Governo Covas quer cortar verba da Cultura

Ocorreu nesta quarta-feira, 24 de outubro, na Câmara Municipal, audiência pública para discutir o orçamento da cultura do município de São Paulo para o ano de 2019. Estiveram presentes Sâmia Bomfim e alguns outros vereadores, representantes da prefeitura, além de dezenas de trabalhadores da cultura das mais diversas modalidades e perfis.

O Secretário de Cultura do município deveria estar presente para apresentar a proposta de orçamento do governo a partir da qual seria feito o debate. No entanto, André Sturm se ausentou e mandou representantes.
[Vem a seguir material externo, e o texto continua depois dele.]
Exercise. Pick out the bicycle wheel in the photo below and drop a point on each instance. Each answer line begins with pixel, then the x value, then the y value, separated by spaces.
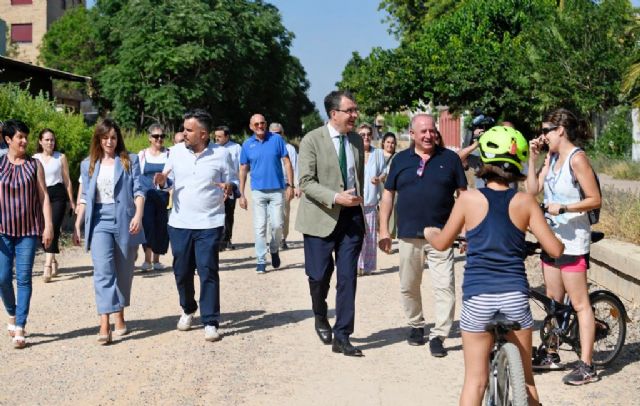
pixel 611 326
pixel 509 386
É possível entender por que o secretário não quis apresentar a proposta pessoalmente - trata-se de um ataque vergonhoso à cultura de São Paulo. Apesar da Secretaria da Fazenda prever aumento da receita para 2019, a cultura sofreria um corte de 20% em seu orçamento em relação à dotação do ano anterior - quando o orçamento da cultura também já havia sido reduzido. A medida levaria a que o investimento fosse inferior ao do próprio Plano Plurianual. Em outras palavras, haverá mais dinheiro disponível, porém, o investimento em cultura será ainda menor ano que vem. O que explica isso senão a vontade consciente de sucatear esse serviço público?

Observando a variação de orçamento de cada projeto específico mais alguns elementos saltam aos olhos. De acordo com a proposta de Sturm/Covas, o Fomento à Música, por exemplo, teria sua verba reduzida pela metade. Após a tragédia ocorrida no Museu Nacional, São Paulo daria um péssimo exemplo reduzindo a Preservação do Patrimônio Histórico, Artístico, Cultural e Arqueológico em 31%. Deve-se levar em conta ainda que muitos dos gastos desses projetos, como folha de pagamento, crescem todos os anos com a inflação, de modo que mesmo a fixação do valor monetário repassado a um projeto pode significar uma queda no investimento real. A Lei de Fomento ao Teatro, por exemplo, não recebe reajuste há três anos. Isto significa, dentre outras coisas, arrocho salarial para os trabalhadores que dela dependem.

Outro elemento problemático da proposta apresentada é que muitos projetos aparecem com a rubrica de sua verba em aberto, ou seja, sem valor fixado. Isso pode significar duas coisas. A primeira delas, que o projeto não tem verba garantida, isto é, que seu investimento poderá ser igual a zero o que significaria o seu cancelamento. A outra delas é que o projeto só poderá ser executado por meio de emendas parlamentares. Isto significa que esses projetos dependeriam de negociações entre vereadores e o executivo para terem suas verbas liberadas. Em outras palavras, significaria utilizar os projetos como meio para o troca-troca entre prefeitura e Câmara.

As mais de trinta falas dos artistas, representantes de movimentos culturais, lideranças indígenas e trabalhadores da cultura em geral refletiram sobre a necessidade de resistir a esse ataque para que a cidade de São Paulo dê voz à cultura dos oprimidos e siga produzindo arte de resistência. Ninguém nega que os projetos culturais são uma alternativa para milhares de jovens da cidade. No entanto, não é possível realiza-los sem investimento. Seguiremos em luta com a comunidade para conquista-lo.